Limiting Principles

This is a repost of something I wrote prior to this blog that a friend recently reminded me of.  This was written in March 2012 when the Supreme Court was deciding on the constitutionality of Obamacare:

There was lots of talk at the Supreme Court today about there needing to be a ‘limiting principle’. Basically, the question is, if the U.S. government can mandate insurance purchases, what’s to prevent them from mandating broccoli purchases?

I don’t get these ‘limiting principle’ arguments at all. Where in the Constitution does it say “You can do x. But not all the time.”? The Constitution IS the limiting principle!. The Enumerated Powers tells us exactly what our Congress can do. As long as the law fits an Enumerated Power and doesn’t violate anything else in the Constitution, it’s fair game.

But, beyond that, there are plenty of limiting principles. The limiting principle is the lack of political will that caused universal healthcare 40+ years to be a reality. The limiting principle is elections that can change laws if they are sufficiently unpopular.
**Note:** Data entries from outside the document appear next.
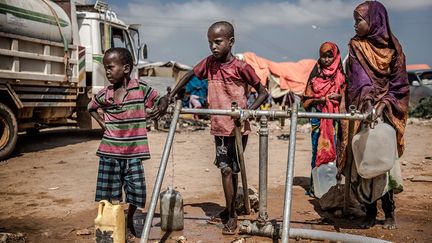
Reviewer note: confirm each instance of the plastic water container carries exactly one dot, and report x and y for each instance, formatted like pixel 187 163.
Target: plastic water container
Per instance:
pixel 324 177
pixel 171 210
pixel 110 223
pixel 374 150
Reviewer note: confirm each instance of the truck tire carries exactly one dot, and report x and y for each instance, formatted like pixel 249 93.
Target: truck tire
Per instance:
pixel 8 131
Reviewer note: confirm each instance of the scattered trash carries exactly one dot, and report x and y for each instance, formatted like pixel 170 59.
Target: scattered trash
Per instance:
pixel 12 238
pixel 181 239
pixel 409 177
pixel 240 240
pixel 84 232
pixel 284 137
pixel 422 179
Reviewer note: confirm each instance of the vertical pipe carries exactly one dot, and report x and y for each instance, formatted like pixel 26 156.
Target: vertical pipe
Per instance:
pixel 263 169
pixel 161 173
pixel 239 143
pixel 289 174
pixel 348 167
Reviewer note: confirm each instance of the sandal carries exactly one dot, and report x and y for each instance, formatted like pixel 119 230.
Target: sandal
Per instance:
pixel 230 228
pixel 220 218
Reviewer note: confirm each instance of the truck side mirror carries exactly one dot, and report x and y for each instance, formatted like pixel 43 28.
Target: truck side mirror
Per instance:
pixel 415 83
pixel 143 51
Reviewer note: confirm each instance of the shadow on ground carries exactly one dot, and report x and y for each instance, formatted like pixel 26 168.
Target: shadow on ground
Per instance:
pixel 53 138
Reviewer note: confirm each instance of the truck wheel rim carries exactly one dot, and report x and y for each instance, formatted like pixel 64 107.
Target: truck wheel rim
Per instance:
pixel 4 133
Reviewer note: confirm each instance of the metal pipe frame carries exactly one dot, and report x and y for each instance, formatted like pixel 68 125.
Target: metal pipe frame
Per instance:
pixel 263 169
pixel 239 144
pixel 238 113
pixel 289 175
pixel 274 114
pixel 161 173
pixel 348 168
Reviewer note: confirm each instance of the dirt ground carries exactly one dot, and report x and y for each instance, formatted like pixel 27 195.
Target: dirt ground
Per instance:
pixel 48 186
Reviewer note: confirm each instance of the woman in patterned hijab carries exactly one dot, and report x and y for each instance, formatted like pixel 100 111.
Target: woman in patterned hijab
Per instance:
pixel 377 81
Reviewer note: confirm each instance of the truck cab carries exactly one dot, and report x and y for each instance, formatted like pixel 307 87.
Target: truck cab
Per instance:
pixel 51 63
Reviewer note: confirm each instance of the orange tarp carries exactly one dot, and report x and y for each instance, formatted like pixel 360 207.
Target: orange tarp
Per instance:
pixel 417 66
pixel 293 75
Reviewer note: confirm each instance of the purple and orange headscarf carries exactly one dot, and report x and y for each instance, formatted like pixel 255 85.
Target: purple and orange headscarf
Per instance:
pixel 377 69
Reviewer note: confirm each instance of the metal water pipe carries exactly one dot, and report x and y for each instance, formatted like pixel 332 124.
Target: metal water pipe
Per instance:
pixel 161 173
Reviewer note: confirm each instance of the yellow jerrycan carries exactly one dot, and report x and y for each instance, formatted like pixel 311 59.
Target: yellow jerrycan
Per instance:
pixel 110 223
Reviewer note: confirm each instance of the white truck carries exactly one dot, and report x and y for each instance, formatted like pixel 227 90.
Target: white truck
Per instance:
pixel 51 63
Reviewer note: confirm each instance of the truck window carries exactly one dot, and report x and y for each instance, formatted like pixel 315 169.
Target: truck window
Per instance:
pixel 427 78
pixel 119 38
pixel 412 77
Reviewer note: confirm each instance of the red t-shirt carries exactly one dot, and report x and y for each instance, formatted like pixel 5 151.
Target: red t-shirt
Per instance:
pixel 227 82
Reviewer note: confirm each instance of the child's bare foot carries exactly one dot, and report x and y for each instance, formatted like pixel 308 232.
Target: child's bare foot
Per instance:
pixel 130 237
pixel 221 217
pixel 368 222
pixel 390 223
pixel 131 227
pixel 230 228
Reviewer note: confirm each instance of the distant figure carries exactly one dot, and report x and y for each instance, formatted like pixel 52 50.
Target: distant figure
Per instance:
pixel 228 80
pixel 377 80
pixel 124 144
pixel 324 93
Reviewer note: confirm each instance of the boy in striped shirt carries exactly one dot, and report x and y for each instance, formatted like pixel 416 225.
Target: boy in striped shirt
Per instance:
pixel 124 144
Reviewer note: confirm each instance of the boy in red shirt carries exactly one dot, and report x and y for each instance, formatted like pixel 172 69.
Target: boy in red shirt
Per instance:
pixel 228 80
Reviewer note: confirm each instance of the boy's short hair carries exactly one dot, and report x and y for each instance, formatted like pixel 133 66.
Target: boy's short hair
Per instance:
pixel 124 55
pixel 229 28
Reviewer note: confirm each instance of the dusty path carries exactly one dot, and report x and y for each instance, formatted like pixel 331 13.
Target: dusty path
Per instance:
pixel 48 186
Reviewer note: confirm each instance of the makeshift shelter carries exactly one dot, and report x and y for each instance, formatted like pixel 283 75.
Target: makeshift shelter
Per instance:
pixel 282 77
pixel 161 75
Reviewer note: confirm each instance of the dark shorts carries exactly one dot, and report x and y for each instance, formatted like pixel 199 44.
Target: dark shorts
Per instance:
pixel 226 152
pixel 117 174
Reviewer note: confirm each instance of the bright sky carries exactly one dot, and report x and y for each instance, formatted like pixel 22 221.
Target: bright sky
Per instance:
pixel 277 30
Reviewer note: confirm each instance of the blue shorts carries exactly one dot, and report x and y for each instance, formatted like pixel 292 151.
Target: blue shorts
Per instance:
pixel 116 174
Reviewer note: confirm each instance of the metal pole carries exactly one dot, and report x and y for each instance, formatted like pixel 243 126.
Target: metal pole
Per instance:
pixel 274 114
pixel 239 143
pixel 289 175
pixel 263 168
pixel 348 166
pixel 161 173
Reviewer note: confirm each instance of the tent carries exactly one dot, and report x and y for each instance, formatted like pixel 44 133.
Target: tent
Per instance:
pixel 282 77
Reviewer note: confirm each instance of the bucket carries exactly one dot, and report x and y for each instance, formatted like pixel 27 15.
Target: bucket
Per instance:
pixel 110 223
pixel 375 150
pixel 171 210
pixel 324 177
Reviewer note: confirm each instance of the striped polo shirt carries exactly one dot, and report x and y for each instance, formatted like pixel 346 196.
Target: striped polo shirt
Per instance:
pixel 126 134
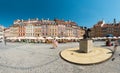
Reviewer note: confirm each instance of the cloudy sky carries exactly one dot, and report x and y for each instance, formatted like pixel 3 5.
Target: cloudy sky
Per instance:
pixel 83 12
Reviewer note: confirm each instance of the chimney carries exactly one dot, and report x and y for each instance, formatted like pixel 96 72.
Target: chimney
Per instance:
pixel 114 21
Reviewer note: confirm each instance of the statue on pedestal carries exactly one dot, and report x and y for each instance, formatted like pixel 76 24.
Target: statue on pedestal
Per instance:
pixel 87 33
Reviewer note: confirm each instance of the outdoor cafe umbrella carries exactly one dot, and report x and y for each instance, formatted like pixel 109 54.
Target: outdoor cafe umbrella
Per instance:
pixel 109 35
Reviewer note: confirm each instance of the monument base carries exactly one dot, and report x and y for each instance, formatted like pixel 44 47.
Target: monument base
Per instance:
pixel 86 45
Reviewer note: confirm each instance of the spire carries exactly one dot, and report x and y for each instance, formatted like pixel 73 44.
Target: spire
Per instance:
pixel 114 21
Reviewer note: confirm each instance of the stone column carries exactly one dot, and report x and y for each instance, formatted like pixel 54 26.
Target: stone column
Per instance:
pixel 86 45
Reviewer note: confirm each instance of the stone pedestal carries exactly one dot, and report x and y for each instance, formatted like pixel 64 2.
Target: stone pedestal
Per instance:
pixel 85 45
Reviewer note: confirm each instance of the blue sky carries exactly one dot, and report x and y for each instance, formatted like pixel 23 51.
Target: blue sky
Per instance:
pixel 83 12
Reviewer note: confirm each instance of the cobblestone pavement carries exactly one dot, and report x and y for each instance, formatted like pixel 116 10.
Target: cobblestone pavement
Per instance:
pixel 40 58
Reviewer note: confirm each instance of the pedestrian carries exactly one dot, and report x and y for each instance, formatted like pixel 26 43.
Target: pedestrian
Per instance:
pixel 116 43
pixel 55 43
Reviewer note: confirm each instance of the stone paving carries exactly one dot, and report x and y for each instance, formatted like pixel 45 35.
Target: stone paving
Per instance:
pixel 40 58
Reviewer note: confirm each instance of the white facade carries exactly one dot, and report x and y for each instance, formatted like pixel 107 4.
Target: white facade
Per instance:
pixel 29 28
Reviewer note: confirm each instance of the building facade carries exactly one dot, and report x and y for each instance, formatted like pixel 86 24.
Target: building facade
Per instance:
pixel 34 28
pixel 101 29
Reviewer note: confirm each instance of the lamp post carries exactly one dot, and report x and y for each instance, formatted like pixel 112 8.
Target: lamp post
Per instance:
pixel 4 38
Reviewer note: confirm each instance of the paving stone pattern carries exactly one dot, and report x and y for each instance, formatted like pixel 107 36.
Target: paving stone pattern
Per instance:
pixel 40 58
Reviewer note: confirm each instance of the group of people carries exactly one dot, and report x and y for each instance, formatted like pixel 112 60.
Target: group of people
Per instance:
pixel 115 45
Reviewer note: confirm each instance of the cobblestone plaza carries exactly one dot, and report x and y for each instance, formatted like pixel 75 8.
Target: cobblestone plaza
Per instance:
pixel 40 58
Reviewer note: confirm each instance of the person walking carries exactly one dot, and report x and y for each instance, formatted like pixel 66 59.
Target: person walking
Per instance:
pixel 116 43
pixel 55 43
So, yes, Congress can probably mandate that you can buy broccoli under the Commerce Clause. But Congress can also declare war on Canada. Congress can also borrow one trillion dollars. Congress can also print one gazillion dollars. If you think the Enumerated Powers grants Congress too much power, change the Constitution or change your representatives. Because, in this fine Republic, the limiting principle is us.